Notverkauf Der Hals über Kopf am Wochenende ausgehandelte Verkauf geht offenbar auf massiven Druck der Bundesanstalt für Finanzdienstleistungsaufsicht (BaFin) zurück. BaFin-Chef Jochen Sanio, der sich in die Verhandlungen in Dresden eingeschaltet hatte, habe deutlich gemacht, dass jede weitere Verzögerung die Verluste der SachsenLB erhöht hätte, betonte Milbradt die Dringlichkeit des Handelns. Eine Sprecherin der BaFin wies aber Angaben aus sächsischen Regierungskreisen zurück, wonach Sanio ultimativ eine Übernahme der SachsenLB bis zum Sonntagabend gefordert habe: "Die Bank stand nicht vor einer Schließung. Die BaFin hatte keinen bankaufsichtlichen Handlungsbedarf."
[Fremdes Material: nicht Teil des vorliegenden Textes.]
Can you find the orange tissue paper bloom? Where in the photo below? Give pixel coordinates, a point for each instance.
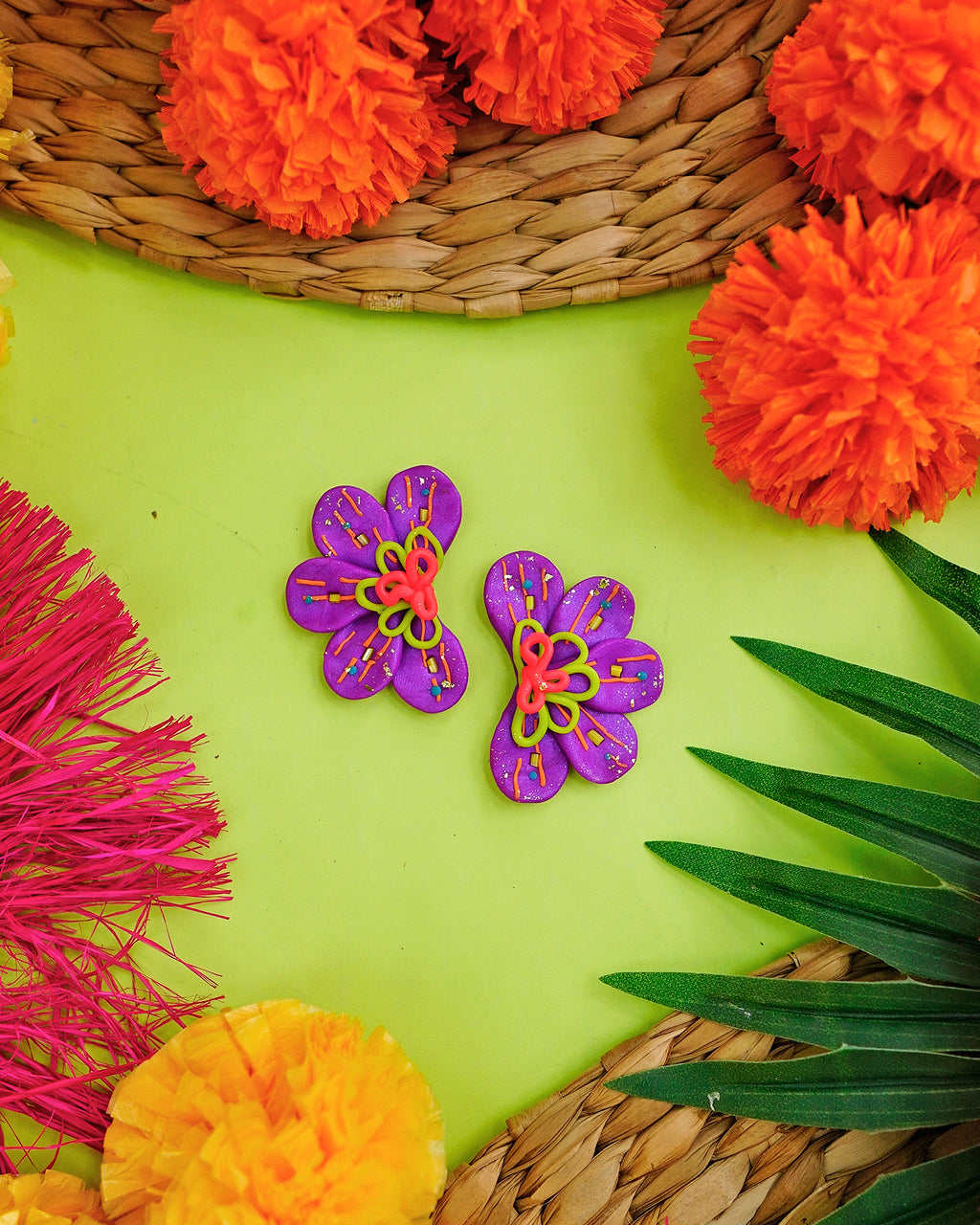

Die Landesbank war in den Strudel der US-Hypothekenkrise geraten, weil eine Tochter in Dublin riskante Geschäfte am Markt für verbriefte Kreditforderungen außerhalb der Bilanz betrieb. Während vor einer Woche noch die Sparkassen-Finanzgruppe mit einer vom Land Sachsen abgesicherten Kreditlinie von mehr als 17 Milliarden Euro für eine der waghalsigen Finanzkonstruktionen einstand, schlugen drohende Verluste eines zweiten sogenannten Conduit ("Georges Quay") direkt auf die Bilanz der Bank durch und schmälerten ihr Eigenkapital von zuletzt rund 1,5 Milliarden Euro drastisch.
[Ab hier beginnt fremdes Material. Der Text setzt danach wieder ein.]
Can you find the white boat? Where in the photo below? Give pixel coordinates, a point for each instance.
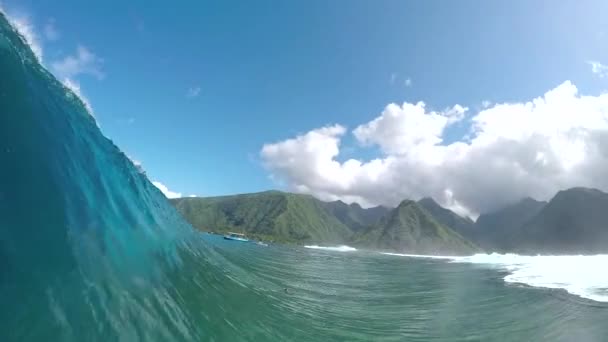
(236, 237)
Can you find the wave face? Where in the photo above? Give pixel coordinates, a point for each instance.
(342, 248)
(89, 247)
(90, 250)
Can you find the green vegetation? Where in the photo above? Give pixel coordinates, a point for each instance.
(497, 230)
(271, 216)
(575, 221)
(409, 228)
(292, 218)
(354, 216)
(462, 225)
Die LBBW zahlt Finanz- und Regierungskreisen zufolge rund 300 Millionen Euro an die bisherigen Eigentümer der SachsenLB, das Land und die sächsische Sparkassen-Finanzgruppe, und stattet die Landesbank mit bis zu 300 Millionen Euro dringend benötigtem frischen Kapital aus. Nach Angaben Milbradts hat sich die LBBW eine Rückgabeklausel einräumen lassen, weil ein Teil der Risiken der SachsenLB in der Eile nicht abschließend habe bewertet werden können. "Im Extremfall" könne die Bank an die bisherigen Eigentümer - das Land und die Sparkassen-Finanzgruppe Sachsen - zurückgegeben werden, wenn sich mehr außerordentliche Verluste ergäben. Der Sparkassenverband Baden-Württemberg als einer der LBBW-Eigner hatte vor der Übernahme unkalkulierbarer Risiken gewarnt.